Lastly, although the device was well tolerated by the patients enrolled in the study, issues of practicality and wearability must be noted. Adolescents may be reluctant to wear a visible headband-style device in public. For younger children, it is possible that the sensation of wearing a headband-style device may affect their willingness to use it. However, patients would be able to wear such devices in the car or in the comfort of their home during symptom-provoking activities without social pressure. Additionally, it is possible that the nVSM device may not need to be worn continuously, but rather only during heightened episodes of symptom aggravation. This flexibility may improve compliance. Future studies will evaluate longer treatment durations and home use protocols to better emulate real-world conditions.

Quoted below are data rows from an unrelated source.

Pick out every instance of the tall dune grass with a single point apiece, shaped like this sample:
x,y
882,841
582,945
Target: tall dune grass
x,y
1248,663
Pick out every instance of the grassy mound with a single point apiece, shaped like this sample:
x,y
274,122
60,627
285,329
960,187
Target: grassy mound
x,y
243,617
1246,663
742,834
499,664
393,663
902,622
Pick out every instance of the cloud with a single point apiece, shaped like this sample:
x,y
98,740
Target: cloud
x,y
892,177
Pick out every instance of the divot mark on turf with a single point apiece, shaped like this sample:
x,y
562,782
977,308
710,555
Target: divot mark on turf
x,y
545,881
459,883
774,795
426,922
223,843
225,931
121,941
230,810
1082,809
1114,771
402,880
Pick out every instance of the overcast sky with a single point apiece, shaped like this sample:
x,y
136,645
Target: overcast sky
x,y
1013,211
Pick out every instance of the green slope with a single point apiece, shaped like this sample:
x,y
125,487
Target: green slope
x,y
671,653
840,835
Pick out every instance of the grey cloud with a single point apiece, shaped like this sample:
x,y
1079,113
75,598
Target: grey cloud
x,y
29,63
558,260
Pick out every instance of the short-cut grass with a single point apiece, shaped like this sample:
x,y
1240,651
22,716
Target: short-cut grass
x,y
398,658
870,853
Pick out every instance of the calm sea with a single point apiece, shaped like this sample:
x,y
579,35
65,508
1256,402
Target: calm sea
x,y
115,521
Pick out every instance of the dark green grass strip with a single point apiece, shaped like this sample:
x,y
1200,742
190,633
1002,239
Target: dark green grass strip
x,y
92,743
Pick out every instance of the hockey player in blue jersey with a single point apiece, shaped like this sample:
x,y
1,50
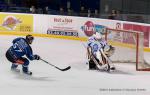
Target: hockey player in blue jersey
x,y
15,54
98,52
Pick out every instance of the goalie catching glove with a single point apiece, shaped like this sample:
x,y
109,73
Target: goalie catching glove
x,y
37,57
109,50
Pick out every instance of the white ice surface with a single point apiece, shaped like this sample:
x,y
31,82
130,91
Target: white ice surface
x,y
47,80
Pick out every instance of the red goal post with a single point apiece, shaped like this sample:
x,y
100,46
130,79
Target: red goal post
x,y
129,47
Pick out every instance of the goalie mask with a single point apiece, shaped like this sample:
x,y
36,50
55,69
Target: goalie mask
x,y
29,39
109,50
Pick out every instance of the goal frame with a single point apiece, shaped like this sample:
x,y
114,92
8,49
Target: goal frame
x,y
137,36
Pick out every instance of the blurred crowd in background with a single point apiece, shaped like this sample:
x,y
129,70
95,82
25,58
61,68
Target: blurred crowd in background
x,y
126,10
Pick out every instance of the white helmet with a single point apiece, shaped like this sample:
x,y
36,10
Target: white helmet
x,y
97,35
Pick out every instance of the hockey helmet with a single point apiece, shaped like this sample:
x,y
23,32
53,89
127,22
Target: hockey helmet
x,y
109,50
97,36
29,39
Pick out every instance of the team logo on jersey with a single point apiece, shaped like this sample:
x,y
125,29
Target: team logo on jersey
x,y
90,28
10,22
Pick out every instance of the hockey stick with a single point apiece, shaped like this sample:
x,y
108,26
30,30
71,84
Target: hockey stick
x,y
65,69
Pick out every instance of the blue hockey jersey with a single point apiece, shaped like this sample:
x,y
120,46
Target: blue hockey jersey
x,y
20,48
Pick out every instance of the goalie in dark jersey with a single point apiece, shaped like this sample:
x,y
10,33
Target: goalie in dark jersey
x,y
15,54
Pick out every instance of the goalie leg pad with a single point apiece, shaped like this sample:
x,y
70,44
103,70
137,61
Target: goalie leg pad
x,y
92,65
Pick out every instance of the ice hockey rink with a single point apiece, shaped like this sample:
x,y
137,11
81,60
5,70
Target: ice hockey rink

Despite these limitations, these results suggest that the nVSM device may offer an alternative for symptom management for pediatric patients who have limited response to traditional treatments. Its ease of use, minimal risk, and immediate perceived benefit point to potential clinical relevance, especially for children who may not tolerate or benefit from medications or rehabilitation. 5 The nVSM device may be promising in reducing symptoms relating to vestibular dysfunction and could provide another option for children who have exhausted other treatments.
Conclusion
In this uncontrolled pilot study, patients reported symptom reductions while using the device. While our preliminary findings suggest potential benefit, clinical adoption of nVSM technology for pediatric vertigo would require validation through randomized, blinded, controlled trials with adequate statistical power. For the patients enrolled in this study, all have previously attempted to manage their vestibular dysfunction through migraine medications and vestibular rehabilitation therapy. Noninvasive options are worth exploring, as the device offers symptom relief without the side effects of medication or the time commitment of vestibular rehabilitation. It provides a low-risk intervention that can be used at home or during travel, potentially increasing accessibility.
Footnotes
Author Note
Meeting presentations: Podium presentation at Triological Society Combined Sections Meeting, West Palm Beach, FL, January 26, 2024
Ethical Considerations
This study received ethical approval from the Children’s National Hospital Institutional Review Board (approval #16881) on December 29, 2021.
Consent to Participate
All participants provided written informed consent prior to participating.
Author Contributions
Anna V. Borodianski: manuscript drafting, review, editing, data abstraction, and analysis. Hengameh K. Behzadpour: data abstraction, manuscript review, and editing. Tracey Ambrose: study design, data abstraction, manuscript review, and editing. Eve Kronzek: data abstraction, manuscript review, and editing. Habib G. Zalzal: manuscript review and editing. Brian K. Reilly: manuscript review and editing. Didier Depireux: study design, manuscript review, and editing. Diego A. Preciado: study design, manuscript review and editing, study supervision.
Funding
The authors received no financial support for the research, authorship, and/or publication of this article.
Declaration of Conflicting Interests
The authors declared the following potential conflicts of interest with respect to the research, authorship, and/or publication of this article: Didier Depireux is the Chief Scientific Officer of Otolith Technologies, the developer of the nVSM device evaluated in this study. This relationship is disclosed for transparency. The authors state that this affiliation did not influence the study design, data collection, analysis, interpretation, or reporting of results. All other authors declare no conflicts of interest.
Data Availability Statement
De-identified data will be made available upon reasonable, written request to the corresponding author and execution of any institution-mandated data sharing agreements.